I’m looking into adding a few entities. I’m in the process of creating a dataset that contains both the existing entities and my new ones.
In order to do this I created a tool that does NER using the en_core_web_lg model and then allows me to edit the enities. One problem is that I am not able to find out the BILUO “value” from the token. token.ent_iob_ gives me the IOB “value” but I’d like to be able to have tags such as B-ORG I-ORG L-ORG.
Is there an easy way to get those from the tokens ? Is it important ? Is it a problem if I mix IOB entities and BILUO entities ?
There are some helper methods in the spacy.gold module that I think will help you, specifically the functions spacy.gold.iob_to_biluo, and perhaps also the function spacy.gold.biluo_tags_from_offsets.

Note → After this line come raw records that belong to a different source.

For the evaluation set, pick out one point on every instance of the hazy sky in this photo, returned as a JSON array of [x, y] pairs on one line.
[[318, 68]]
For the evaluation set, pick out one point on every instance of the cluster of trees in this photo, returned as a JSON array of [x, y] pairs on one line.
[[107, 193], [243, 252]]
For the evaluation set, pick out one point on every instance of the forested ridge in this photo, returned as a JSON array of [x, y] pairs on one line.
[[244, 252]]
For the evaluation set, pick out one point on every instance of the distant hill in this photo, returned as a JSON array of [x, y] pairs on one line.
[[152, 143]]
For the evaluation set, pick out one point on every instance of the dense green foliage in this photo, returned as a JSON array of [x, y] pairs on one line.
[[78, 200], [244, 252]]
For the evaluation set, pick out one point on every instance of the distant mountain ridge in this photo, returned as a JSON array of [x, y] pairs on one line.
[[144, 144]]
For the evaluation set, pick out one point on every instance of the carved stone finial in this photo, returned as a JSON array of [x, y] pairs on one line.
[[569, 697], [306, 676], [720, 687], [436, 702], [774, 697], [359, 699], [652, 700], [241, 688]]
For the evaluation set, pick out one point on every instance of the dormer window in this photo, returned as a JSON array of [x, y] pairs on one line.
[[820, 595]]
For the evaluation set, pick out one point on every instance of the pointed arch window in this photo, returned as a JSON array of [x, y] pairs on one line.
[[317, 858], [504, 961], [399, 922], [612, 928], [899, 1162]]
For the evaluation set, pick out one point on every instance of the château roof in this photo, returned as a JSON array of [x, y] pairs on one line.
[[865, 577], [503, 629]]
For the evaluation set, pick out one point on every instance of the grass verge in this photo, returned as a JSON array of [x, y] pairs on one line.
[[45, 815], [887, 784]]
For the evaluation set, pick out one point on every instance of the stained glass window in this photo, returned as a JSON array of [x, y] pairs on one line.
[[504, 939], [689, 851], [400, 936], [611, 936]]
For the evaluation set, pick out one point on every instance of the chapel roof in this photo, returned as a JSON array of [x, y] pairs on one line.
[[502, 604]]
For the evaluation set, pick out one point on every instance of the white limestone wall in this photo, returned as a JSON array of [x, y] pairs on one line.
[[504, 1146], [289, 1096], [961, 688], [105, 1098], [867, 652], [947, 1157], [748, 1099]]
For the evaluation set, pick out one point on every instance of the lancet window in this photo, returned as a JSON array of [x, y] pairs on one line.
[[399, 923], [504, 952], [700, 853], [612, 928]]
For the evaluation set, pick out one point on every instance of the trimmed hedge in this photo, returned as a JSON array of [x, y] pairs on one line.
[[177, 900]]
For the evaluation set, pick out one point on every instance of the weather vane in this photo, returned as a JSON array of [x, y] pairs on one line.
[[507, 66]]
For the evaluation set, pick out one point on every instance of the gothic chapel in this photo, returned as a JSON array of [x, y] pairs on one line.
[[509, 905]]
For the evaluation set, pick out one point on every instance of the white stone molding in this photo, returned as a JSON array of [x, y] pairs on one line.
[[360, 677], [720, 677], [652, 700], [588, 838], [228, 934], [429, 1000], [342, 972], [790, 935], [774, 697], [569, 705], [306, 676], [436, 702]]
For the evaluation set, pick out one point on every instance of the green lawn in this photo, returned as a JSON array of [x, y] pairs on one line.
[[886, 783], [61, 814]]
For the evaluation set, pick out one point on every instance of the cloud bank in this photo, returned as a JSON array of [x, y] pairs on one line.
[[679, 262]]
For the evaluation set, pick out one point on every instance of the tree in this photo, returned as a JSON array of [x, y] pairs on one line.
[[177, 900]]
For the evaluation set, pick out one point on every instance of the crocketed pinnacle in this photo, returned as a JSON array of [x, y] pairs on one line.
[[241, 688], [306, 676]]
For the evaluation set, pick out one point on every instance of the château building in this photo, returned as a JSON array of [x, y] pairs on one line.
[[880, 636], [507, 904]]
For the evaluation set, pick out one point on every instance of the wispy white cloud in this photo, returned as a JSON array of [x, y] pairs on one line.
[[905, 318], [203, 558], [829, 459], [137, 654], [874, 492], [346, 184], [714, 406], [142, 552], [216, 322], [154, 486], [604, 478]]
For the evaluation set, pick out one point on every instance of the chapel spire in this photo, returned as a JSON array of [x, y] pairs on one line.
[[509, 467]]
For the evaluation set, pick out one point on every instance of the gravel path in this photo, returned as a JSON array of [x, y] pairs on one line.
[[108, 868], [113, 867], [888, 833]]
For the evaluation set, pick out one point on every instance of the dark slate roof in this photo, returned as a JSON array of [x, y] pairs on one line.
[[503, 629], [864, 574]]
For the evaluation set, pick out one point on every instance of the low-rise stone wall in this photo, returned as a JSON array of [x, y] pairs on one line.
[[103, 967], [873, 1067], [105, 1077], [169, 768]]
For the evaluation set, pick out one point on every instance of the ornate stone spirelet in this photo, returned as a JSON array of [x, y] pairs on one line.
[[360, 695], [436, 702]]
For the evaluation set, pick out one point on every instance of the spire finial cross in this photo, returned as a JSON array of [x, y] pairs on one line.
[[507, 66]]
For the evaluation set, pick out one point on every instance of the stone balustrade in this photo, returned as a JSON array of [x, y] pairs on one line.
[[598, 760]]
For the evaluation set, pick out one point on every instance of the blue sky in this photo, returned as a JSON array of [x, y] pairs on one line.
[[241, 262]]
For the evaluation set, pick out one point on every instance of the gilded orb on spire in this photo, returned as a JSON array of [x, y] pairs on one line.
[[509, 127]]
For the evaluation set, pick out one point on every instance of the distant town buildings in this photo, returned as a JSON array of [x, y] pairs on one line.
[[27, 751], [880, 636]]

I would usually recommend storing annotations in a stand-off format, like Prodigy does. Specifically, this means recording the start and end offsets of the characters, along with the label. The problem with BILUO is it ties the entity annotation to the tokens, when really the token boundaries are also an annotation --- they might be incorrect, and they don't preserve all of the information in the document.
As for mixing the BILUO and IOB encodings, potentially this would be a problem, yes! In the IOB scheme, the tag for a single-word entity is B. This would be an invalid sequence in BILUO, since in BILUO all B tags must be followed by I or L.